The final concert of the Arlington Symphony's "Discovery Season" Sunday was itself full of pleasing discoveries. Among the surprises were the performance space, the Ballston Commons, and the symphony, which proved to be an excellent pops orchestra.

A wide variety of local performers graced the makeshift stage in the cavernous Commons for a program billed as the "Ballston Pops." From the first few lilting bars of Johann Strauss' "Blue Danube" echoing out of the atrium, it was clear that music director David Sz. Pollitt had constructed an evening of music that would exploit the peculiar acoustics of the space.

Audience members enjoyed light fare at flower-bedecked tables on the orchestra level and two floors above, peering down over the orchestra.

The symphony established its pops credentials in the first set of waltzes and marches, including Franz Von Suppe's "Overture to Poet and Peasant." In the "Overture," principal cellist Brigitta Czernik-Gruenther's sensitive cello solo gave way to a joyfully explosive reading by the full orchestra.

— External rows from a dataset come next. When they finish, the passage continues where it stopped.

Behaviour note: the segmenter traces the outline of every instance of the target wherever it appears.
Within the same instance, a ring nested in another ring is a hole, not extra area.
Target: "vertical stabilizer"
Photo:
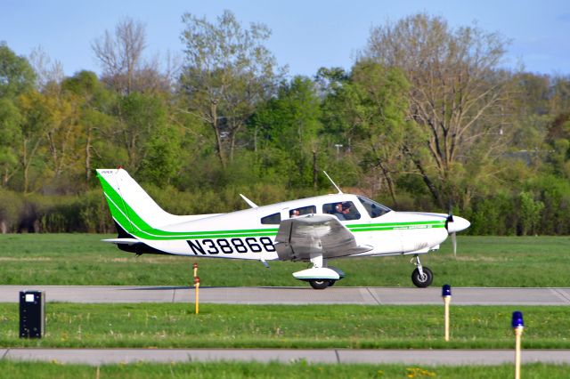
[[[175,222],[177,216],[159,206],[126,170],[97,169],[97,177],[113,219],[126,231],[136,234]]]

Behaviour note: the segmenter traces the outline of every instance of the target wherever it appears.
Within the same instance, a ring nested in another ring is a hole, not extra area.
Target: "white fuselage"
[[[357,245],[372,247],[351,256],[424,254],[437,249],[448,236],[447,214],[390,211],[372,218],[355,195],[334,194],[231,214],[194,216],[159,227],[172,232],[172,237],[157,238],[149,233],[139,239],[178,255],[273,261],[278,259],[273,243],[281,220],[289,218],[296,208],[322,214],[331,204],[339,202],[350,202],[353,216],[358,215],[341,223],[354,233]]]

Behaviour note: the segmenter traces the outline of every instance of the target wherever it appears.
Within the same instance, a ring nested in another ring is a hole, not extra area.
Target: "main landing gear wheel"
[[[424,274],[420,275],[419,269],[414,270],[411,272],[411,281],[414,286],[419,288],[426,288],[434,280],[434,274],[431,272],[431,270],[427,267],[422,267],[422,270]]]
[[[314,289],[325,289],[326,287],[334,285],[335,280],[313,279],[313,280],[309,280],[309,284]]]

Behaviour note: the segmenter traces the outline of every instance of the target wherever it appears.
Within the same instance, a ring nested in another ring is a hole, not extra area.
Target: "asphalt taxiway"
[[[0,286],[0,302],[17,302],[22,290],[45,292],[50,302],[193,302],[188,286]],[[570,288],[454,287],[456,305],[570,305]],[[200,302],[229,304],[442,304],[441,288],[200,287]],[[510,350],[288,350],[288,349],[0,349],[0,359],[102,365],[134,362],[239,360],[312,363],[499,365]],[[570,350],[525,350],[523,363],[570,364]]]
[[[0,286],[0,302],[17,302],[20,291],[40,290],[47,302],[193,302],[194,287]],[[200,301],[227,304],[441,304],[441,288],[200,287]],[[456,305],[570,305],[570,288],[454,287]]]

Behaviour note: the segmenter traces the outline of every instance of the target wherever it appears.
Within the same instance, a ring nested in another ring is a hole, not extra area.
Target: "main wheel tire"
[[[426,288],[434,280],[434,274],[427,267],[422,268],[424,271],[423,277],[419,275],[419,270],[416,269],[411,272],[411,282],[419,288]]]
[[[325,289],[329,286],[328,279],[313,279],[309,280],[309,284],[314,289]]]

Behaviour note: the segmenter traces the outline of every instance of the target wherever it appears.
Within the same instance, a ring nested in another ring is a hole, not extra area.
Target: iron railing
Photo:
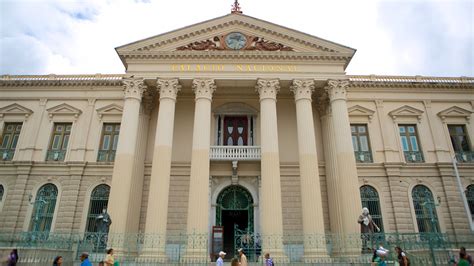
[[[264,236],[241,232],[231,240],[233,248],[244,249],[253,265],[261,264],[262,255],[269,250],[282,250],[280,256],[271,254],[278,265],[368,265],[373,248],[379,245],[390,250],[385,259],[392,265],[396,261],[395,246],[400,246],[408,254],[411,265],[448,265],[460,246],[474,246],[474,234],[380,233],[368,235],[368,241],[371,250],[362,250],[360,234],[302,235],[288,232]],[[210,265],[211,261],[207,234],[0,233],[0,256],[4,257],[9,250],[17,248],[22,265],[50,264],[57,255],[63,256],[64,262],[71,265],[79,261],[83,252],[89,253],[90,260],[98,263],[104,259],[107,247],[114,248],[116,260],[122,265]],[[319,255],[305,256],[308,250],[316,250]]]

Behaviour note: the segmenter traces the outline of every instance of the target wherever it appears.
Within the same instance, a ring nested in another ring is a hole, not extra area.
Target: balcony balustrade
[[[260,146],[211,146],[209,158],[213,161],[259,161]]]

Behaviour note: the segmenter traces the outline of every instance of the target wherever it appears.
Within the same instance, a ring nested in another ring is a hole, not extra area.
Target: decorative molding
[[[181,90],[178,79],[157,79],[156,81],[161,99],[171,99],[176,101],[178,92]]]
[[[214,82],[214,79],[194,79],[192,87],[196,94],[196,100],[212,100],[212,94],[216,90],[216,83]]]
[[[421,122],[423,111],[408,105],[404,105],[389,112],[388,115],[391,116],[394,121],[396,121],[397,117],[416,117],[419,123]]]
[[[112,117],[121,117],[123,113],[123,107],[118,104],[109,104],[107,106],[101,107],[96,109],[97,115],[99,116],[100,120],[104,116],[112,116]]]
[[[349,80],[328,80],[328,85],[325,87],[329,100],[347,100],[347,87],[349,86]]]
[[[15,115],[15,116],[24,116],[25,120],[33,113],[32,110],[21,106],[17,103],[13,103],[7,105],[5,107],[0,108],[0,119],[4,118],[7,115]]]
[[[143,92],[146,88],[143,78],[127,78],[123,80],[123,84],[123,93],[125,99],[132,98],[139,101],[142,100]]]
[[[176,48],[177,51],[222,51],[222,50],[234,50],[227,47],[225,43],[226,35],[215,36],[212,39],[203,41],[195,41],[193,43],[180,46]],[[245,34],[244,34],[245,35]],[[267,41],[262,37],[255,37],[251,35],[245,35],[246,43],[239,50],[246,51],[294,51],[292,47],[286,46],[281,43]]]
[[[255,88],[260,96],[260,101],[264,99],[276,100],[276,95],[280,91],[280,80],[258,79]]]
[[[307,99],[311,101],[311,94],[315,88],[314,80],[312,79],[294,79],[290,90],[295,95],[295,101]]]
[[[369,119],[369,122],[372,122],[372,118],[374,117],[375,111],[365,108],[360,105],[354,105],[352,107],[347,108],[347,112],[349,116],[363,116]]]
[[[48,111],[48,116],[50,120],[52,120],[54,116],[70,116],[74,117],[74,120],[76,120],[82,114],[81,110],[67,103],[48,108],[46,109],[46,111]]]
[[[448,118],[464,118],[466,122],[469,123],[471,119],[472,112],[466,109],[463,109],[458,106],[452,106],[448,109],[445,109],[438,113],[438,116],[441,118],[443,123],[446,123],[446,119]]]

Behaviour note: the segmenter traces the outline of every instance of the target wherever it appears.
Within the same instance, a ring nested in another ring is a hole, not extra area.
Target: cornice
[[[263,52],[263,51],[165,51],[165,52],[122,52],[124,59],[130,60],[172,60],[172,59],[241,59],[241,60],[298,60],[298,61],[314,61],[314,60],[340,60],[346,62],[351,58],[349,53],[330,54],[326,52]]]

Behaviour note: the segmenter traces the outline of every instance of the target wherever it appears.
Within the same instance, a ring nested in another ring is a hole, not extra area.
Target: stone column
[[[109,230],[109,242],[114,241],[114,238],[123,238],[124,234],[138,232],[138,227],[133,222],[136,217],[131,215],[134,213],[134,206],[130,202],[131,197],[135,196],[131,193],[133,179],[141,178],[134,177],[133,173],[140,104],[145,84],[143,79],[138,78],[124,79],[123,83],[125,100],[108,205],[113,221]],[[119,251],[121,247],[114,248]]]
[[[188,247],[185,260],[207,261],[209,225],[209,147],[211,145],[211,102],[216,90],[213,79],[193,80],[196,94],[193,149],[188,204]]]
[[[304,260],[327,255],[324,241],[323,206],[319,181],[318,155],[314,132],[311,94],[313,80],[294,80],[291,91],[295,95],[298,151],[300,159],[301,205],[303,214]]]
[[[357,223],[357,218],[362,209],[349,115],[347,113],[348,85],[349,81],[329,80],[326,87],[332,111],[334,128],[332,137],[335,142],[335,156],[337,158],[338,178],[335,185],[340,190],[339,222],[342,229],[341,233],[346,241],[355,240],[358,237],[360,226]],[[346,251],[357,250],[355,243],[355,241],[349,241],[350,246],[346,248]]]
[[[284,261],[286,258],[282,241],[283,214],[276,112],[276,95],[280,90],[280,81],[258,79],[256,89],[260,95],[262,250],[268,251],[277,261]]]
[[[145,225],[145,250],[142,256],[165,259],[168,196],[171,173],[176,96],[181,89],[178,79],[158,79],[160,105],[156,122],[155,147],[148,194]]]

The set concluded with master of ceremonies Ralph Black, of the American Symphony Orchestra League, imploring Pollitt to pay a "spontaneous" tribute to Flag Day. Pollitt complied with a rousing rendition of "Stars and Stripes Forever."

The symphony later launched into the rondo section of Carl Maria von Weber's Clarinet Concerto No. 1. Arlington Symphony clarinetist Rick Gibson's gently rolling performance was impressive in its own right, but also a testament to the development of an orchestra capable of drawing such talent from its ranks.

Soprano Annie Newstead, 14, bounded onstage for an energetic performance of "Tomorrow" from the musical "Annie." The young singer became a quick-change artist when she threw off her red wig and put on a white dress for the next number, "Over the Rainbow," from "The Wizard of Oz."

Baritone Charles Williams and soprano Rosa Lamoreaux gave a glamorous, show-biz quality to the final third of the concert in songs primarily from Broadway musicals. Their voices blended nicely as did their theatrical gestures, particularly when they danced across the stage at the conclusion of "Shall We Dance."

The audience was treated to a final discovery when Pollitt, originally trained in violin, traded the baton for the bow with concertmaster Louis Wolcott.